At a time of growing global insecurity and mistrust, it makes sense to mobilise influential figures from industries such as sport and music to help deepen relationships and forge partnerships abroad. Far more difficult to understand is the simultaneous neglect of an institution that has been a world leader in the soft power game for nine decades. Set up to promote understanding of Britain through cultural and educational cooperation with countries all over the world, the British Council has doubled as a powerful ambassador for liberal and democratic values. Yet at a time when these are under renewed threat globally, its depth of expertise and range of connections risk being squandered.

Interviewed by this newspaper, the council’s chief executive, Scott McDonald, has warned that without more generous funding guarantees by Westminster, it could go under within a decade. The loss of English‑language teaching income during Covid has left the council burdened by a £200m government loan, which it is struggling to pay back at commercial rates that the Foreign Office says it is obliged to enforce. As a consequence, Mr McDonald is faced with the prospect of implementing swingeing budget cuts and ending the council’s presence in up to 40 countries.

The contingent financial legacy of the pandemic should not be allowed to kill off a long-running national success story. Maximising the UK’s soft power is one way to describe the raison d’etre of the British Council. But the deeper value of its presence on the ground has been to foster mutual understanding and reciprocal links.

The author and poet Lemn Sissay, for example, once described a British Council-sponsored visit to South Africa as a learning curve for himself rather than his audiences, as the perspectives of local artists confounded his expectations. In Kyiv, the three-year-old Theatre of Playwrights – a remarkable showcase for new writers, including war veterans – was partly inspired by the example of London’s Royal Court, thanks to connections facilitated by the council in the 1990s.

Replicated in 100 countries across the globe, the forging of such long-term links is an invaluable source of goodwill and esteem. The cultural and educational outreach also delivers a knock-on boost in vital economic sectors such as tourism and international student recruitment.

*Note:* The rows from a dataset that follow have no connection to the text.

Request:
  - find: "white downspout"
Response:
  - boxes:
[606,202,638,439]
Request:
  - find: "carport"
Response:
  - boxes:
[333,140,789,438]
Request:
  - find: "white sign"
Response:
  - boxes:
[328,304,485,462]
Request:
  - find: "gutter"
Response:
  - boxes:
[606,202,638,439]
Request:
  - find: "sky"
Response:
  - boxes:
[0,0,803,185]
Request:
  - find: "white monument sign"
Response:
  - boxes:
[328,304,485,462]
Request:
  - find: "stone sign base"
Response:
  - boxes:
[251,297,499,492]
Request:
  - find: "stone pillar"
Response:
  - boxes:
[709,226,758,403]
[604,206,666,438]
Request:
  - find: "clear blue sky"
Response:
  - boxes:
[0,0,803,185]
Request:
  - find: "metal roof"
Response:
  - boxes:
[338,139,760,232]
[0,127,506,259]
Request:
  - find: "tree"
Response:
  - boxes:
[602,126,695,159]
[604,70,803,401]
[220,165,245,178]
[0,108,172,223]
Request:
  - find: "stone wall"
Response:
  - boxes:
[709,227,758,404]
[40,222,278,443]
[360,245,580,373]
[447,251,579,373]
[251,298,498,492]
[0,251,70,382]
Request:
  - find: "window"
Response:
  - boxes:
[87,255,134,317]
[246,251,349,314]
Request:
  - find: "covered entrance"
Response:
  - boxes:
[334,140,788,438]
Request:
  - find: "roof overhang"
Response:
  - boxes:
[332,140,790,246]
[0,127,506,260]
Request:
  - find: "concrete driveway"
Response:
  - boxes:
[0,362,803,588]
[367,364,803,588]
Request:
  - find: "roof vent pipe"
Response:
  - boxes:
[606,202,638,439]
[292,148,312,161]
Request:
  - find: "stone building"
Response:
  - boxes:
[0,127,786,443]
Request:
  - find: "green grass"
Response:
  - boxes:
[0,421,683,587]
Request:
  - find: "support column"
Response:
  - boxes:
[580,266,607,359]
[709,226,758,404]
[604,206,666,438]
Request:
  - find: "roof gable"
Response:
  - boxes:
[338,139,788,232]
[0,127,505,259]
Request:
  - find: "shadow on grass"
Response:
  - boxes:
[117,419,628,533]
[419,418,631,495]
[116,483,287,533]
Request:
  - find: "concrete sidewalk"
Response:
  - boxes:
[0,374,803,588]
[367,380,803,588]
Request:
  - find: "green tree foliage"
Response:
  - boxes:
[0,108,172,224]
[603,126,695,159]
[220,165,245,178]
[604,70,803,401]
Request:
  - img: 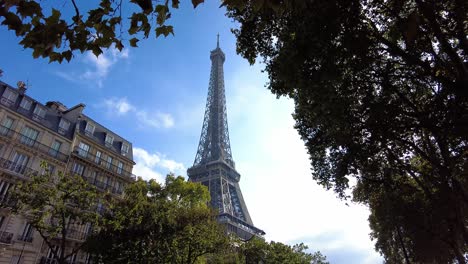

As the chill winds of Maga-style nationalism blow across borders, such institutions should be cherished. Germany’s Goethe-Institut and France’s Alliance Française both enjoy far more generous funding arrangements for pursuing the same line of work. In a speech celebrating the 50th anniversary of the British Council in 1984, Margaret Thatcher said of its then chairman, Sir Charles Troughton: “He has the enviable reputation of being one of the few men who have come to me asking for more money and got what he asked for!” Times may be tough at the Treasury, but Mr McDonald’s pleas for some financial latitude should receive a similar response.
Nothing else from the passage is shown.